DISRUPTION OF QUADRICEPS FEMORIS
TENDON OR PATELLAR LIGAMENT
REPAIR OF EXTENSOR MECHANISM |
Damage to the quadriceps mechanism generally occurs when there is active contraction of the quadriceps femoris muscle against forced flexion of the knee. Most ruptures of this extensor mechanism occur in older patients. At the time of injury, the patient experiences sudden pain, which may be associated with a tearing sensation about the knee. The tendon may be weakened by age-related degenerative changes or by pathologic changes due to psoriatic arthritis, rheumatoid arthritis, arteriosclerosis, gout, hyperparathyroidism, diabetes, chronic renal failure, or corticosteroid therapy.
Physical Examination. Palpation of
the knee often reveals a hematoma, which may make examination difficult. A
high-riding patella may indicate rupture of the patellar ligament, whereas a
patella that is riding lower than normal suggests a rupture of the quadriceps
femoris tendon. A large defect may be palpable soon after injury, although if
the ruptured ligament is not treated for weeks or months the sulcus may fill
with scar tissue.
The most important finding during examination is the
patient’s inability to actively extend the knee fully against gravity. Also,
the patient may not be able to maintain a passively extended knee against
gravity. Patients with rupture of the quadriceps femoris tendon or patellar
ligament without involvement of the medial or lateral retinaculum may be able
to extend the injured knee actively to within 10 degrees of full extension.

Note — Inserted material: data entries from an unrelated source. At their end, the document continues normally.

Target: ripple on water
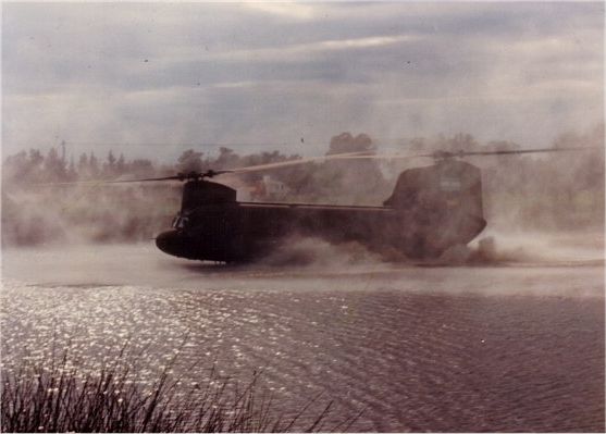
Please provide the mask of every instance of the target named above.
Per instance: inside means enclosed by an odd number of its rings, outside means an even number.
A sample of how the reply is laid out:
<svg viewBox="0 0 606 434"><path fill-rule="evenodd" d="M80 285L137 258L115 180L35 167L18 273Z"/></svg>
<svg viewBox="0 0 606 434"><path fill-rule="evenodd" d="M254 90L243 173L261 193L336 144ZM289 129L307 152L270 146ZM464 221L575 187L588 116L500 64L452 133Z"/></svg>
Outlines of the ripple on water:
<svg viewBox="0 0 606 434"><path fill-rule="evenodd" d="M525 278L505 276L512 287ZM561 276L547 283L561 287ZM96 369L127 343L141 382L175 355L187 384L213 364L240 379L262 369L286 413L322 393L342 414L366 409L358 430L604 430L603 298L425 293L389 280L349 290L4 282L2 369L45 360L53 345Z"/></svg>

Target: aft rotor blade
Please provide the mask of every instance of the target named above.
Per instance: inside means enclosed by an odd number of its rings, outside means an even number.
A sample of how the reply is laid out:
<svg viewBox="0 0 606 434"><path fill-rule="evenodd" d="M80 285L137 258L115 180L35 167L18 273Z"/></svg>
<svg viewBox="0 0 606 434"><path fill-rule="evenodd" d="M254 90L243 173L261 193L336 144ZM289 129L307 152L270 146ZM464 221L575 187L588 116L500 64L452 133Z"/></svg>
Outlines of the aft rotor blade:
<svg viewBox="0 0 606 434"><path fill-rule="evenodd" d="M585 151L590 149L598 149L597 147L573 147L573 148L537 148L537 149L511 149L502 151L469 151L453 152L454 157L467 156L510 156L517 153L540 153L540 152L568 152L568 151Z"/></svg>
<svg viewBox="0 0 606 434"><path fill-rule="evenodd" d="M288 168L288 166L306 164L306 163L321 162L321 161L326 161L326 160L345 160L345 159L357 158L357 157L362 157L362 156L370 156L370 153L368 153L368 152L334 153L332 156L311 157L311 158L304 158L304 159L298 159L298 160L281 161L281 162L277 162L277 163L248 165L248 166L245 166L245 168L232 169L228 172L249 173L249 172L265 171L265 170L271 170L271 169Z"/></svg>

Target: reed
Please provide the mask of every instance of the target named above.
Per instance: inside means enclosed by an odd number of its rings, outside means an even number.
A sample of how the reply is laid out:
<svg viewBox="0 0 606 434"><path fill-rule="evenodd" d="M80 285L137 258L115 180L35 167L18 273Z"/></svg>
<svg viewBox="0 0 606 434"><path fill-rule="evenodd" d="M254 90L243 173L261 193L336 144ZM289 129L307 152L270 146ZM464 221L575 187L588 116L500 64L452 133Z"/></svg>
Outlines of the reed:
<svg viewBox="0 0 606 434"><path fill-rule="evenodd" d="M151 382L133 372L123 351L94 372L73 365L67 351L50 363L2 369L0 432L316 432L345 431L353 422L329 430L332 402L310 414L318 397L284 418L258 372L244 386L214 369L184 384L172 374L175 360Z"/></svg>

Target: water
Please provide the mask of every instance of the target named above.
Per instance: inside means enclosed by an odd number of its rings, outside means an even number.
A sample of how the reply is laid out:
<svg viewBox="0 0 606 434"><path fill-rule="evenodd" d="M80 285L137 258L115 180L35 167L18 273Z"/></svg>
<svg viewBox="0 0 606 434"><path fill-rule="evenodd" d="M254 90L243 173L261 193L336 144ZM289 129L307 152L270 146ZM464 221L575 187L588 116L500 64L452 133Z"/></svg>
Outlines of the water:
<svg viewBox="0 0 606 434"><path fill-rule="evenodd" d="M190 381L261 369L281 411L321 394L335 423L363 409L358 431L604 431L599 249L417 266L309 247L311 263L245 268L143 245L4 250L3 365L52 343L101 364L128 342L143 376L176 352Z"/></svg>

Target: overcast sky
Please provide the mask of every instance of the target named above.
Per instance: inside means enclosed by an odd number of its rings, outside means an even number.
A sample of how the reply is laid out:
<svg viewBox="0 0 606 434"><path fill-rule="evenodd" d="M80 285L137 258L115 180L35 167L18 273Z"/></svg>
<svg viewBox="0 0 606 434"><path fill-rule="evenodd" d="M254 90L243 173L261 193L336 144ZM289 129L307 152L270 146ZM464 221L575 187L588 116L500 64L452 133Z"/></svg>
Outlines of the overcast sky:
<svg viewBox="0 0 606 434"><path fill-rule="evenodd" d="M2 9L4 156L314 154L342 132L536 147L604 119L602 2Z"/></svg>

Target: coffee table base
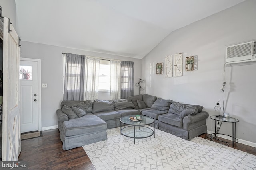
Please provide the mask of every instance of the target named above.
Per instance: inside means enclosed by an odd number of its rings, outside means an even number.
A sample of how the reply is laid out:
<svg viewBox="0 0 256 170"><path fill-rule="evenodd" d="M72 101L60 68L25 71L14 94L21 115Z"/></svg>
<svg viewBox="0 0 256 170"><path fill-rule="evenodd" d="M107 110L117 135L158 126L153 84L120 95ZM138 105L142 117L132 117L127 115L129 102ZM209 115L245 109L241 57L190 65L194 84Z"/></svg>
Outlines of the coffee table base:
<svg viewBox="0 0 256 170"><path fill-rule="evenodd" d="M136 126L128 125L122 129L122 124L120 126L121 135L127 137L134 139L134 144L135 144L136 139L146 138L150 137L154 135L155 138L155 122L154 123L154 130L144 125Z"/></svg>

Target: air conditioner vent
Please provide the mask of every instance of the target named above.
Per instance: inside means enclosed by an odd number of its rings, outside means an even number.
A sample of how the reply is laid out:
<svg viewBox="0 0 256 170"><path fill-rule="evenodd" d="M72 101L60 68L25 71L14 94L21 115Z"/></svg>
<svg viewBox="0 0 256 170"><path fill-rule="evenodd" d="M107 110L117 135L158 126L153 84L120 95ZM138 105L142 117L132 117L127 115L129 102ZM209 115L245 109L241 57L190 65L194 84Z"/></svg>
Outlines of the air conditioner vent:
<svg viewBox="0 0 256 170"><path fill-rule="evenodd" d="M254 42L254 45L256 45ZM254 51L255 51L254 48ZM227 48L227 58L237 57L251 55L252 43L247 43L229 47Z"/></svg>

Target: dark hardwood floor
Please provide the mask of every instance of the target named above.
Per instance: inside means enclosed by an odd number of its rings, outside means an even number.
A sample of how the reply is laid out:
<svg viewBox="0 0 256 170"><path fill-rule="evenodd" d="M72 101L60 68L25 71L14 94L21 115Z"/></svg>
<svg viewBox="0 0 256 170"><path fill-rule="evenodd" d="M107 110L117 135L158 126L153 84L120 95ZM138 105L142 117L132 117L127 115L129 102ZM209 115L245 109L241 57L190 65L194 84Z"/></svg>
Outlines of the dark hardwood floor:
<svg viewBox="0 0 256 170"><path fill-rule="evenodd" d="M43 137L21 141L19 160L31 170L95 170L82 147L62 149L58 129L43 131Z"/></svg>
<svg viewBox="0 0 256 170"><path fill-rule="evenodd" d="M200 136L210 140L208 136ZM43 137L21 141L19 160L27 161L31 170L95 169L82 147L65 151L62 145L58 129L44 131ZM237 143L234 148L256 155L256 148Z"/></svg>

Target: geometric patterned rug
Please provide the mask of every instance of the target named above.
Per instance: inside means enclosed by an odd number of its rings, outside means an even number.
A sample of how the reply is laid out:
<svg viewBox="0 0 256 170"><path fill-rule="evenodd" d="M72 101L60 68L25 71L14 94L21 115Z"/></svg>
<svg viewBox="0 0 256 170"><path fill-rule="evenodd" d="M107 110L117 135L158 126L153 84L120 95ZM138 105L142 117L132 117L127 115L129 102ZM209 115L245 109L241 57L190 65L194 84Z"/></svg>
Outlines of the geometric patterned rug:
<svg viewBox="0 0 256 170"><path fill-rule="evenodd" d="M256 170L256 156L200 137L191 141L155 129L135 140L107 130L106 141L84 146L97 170Z"/></svg>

When there is a widely separated tear of either tendon or ligament combined
with involvement of the medial and lateral retinacula, active extension is very
difficult. Patients with chronic rupture of the quadriceps femoris tendon
complain of giving way of the knee and marked weakness on attempting active
extension.
Imaging. Whereas
physical examination is often sufficient to diagnose disruptions of the
extensor mechanism, it is recommended to obtain plain radiographs to assess for
fracture and patellar positioning. MRI may be performed to assess the involved
soft tissues in detail, although this is not often necessary for these
patients. Treatment. Rupture of the quadriceps femoris tendon
generally occurs at its point of intersection into the superior pole of the
patella, whereas rupture of the patellar ligament usually occurs at the
inferior pole of the patella. In both cases, surgery is required to reestablish
the continuity of the quadriceps mechanism. The tendon or ligament most often
is reattached with sutures through drill holes in the patella. Then, the medial
and lateral retinacula are sutured. After surgery, the knee is routinely
immobilized in full extension for 6 to 8 weeks.
Patients who also have chronic metabolic disorders or
receive long-term corticosteroid treatment may require a more complex repair
that uses tendon, fascia, or wire to
reinforce the damaged quadriceps mechanism. After postoperative immobilization
for 8 to 10 weeks, patients gradually start protected range-of-motion exercises
and should use a cane or walker for some time.
Rupture of the patellar ligament may also occur at its insertion on the tibia, with or without fracture of the tibial tuberosity. In children whose growth plates have not yet closed, the ligament should be sutured, because this injury may disturb the growth of the proximal tibia. In adults, avulsion of the ligament from the tibial tuberosity is repaired by suturing the avulsed ligament though drill holes in the tibia or securing it with a metal staple or screw. A displaced fracture of the tibial tuberosity may be treated with open reduction and fixation with a metal screw.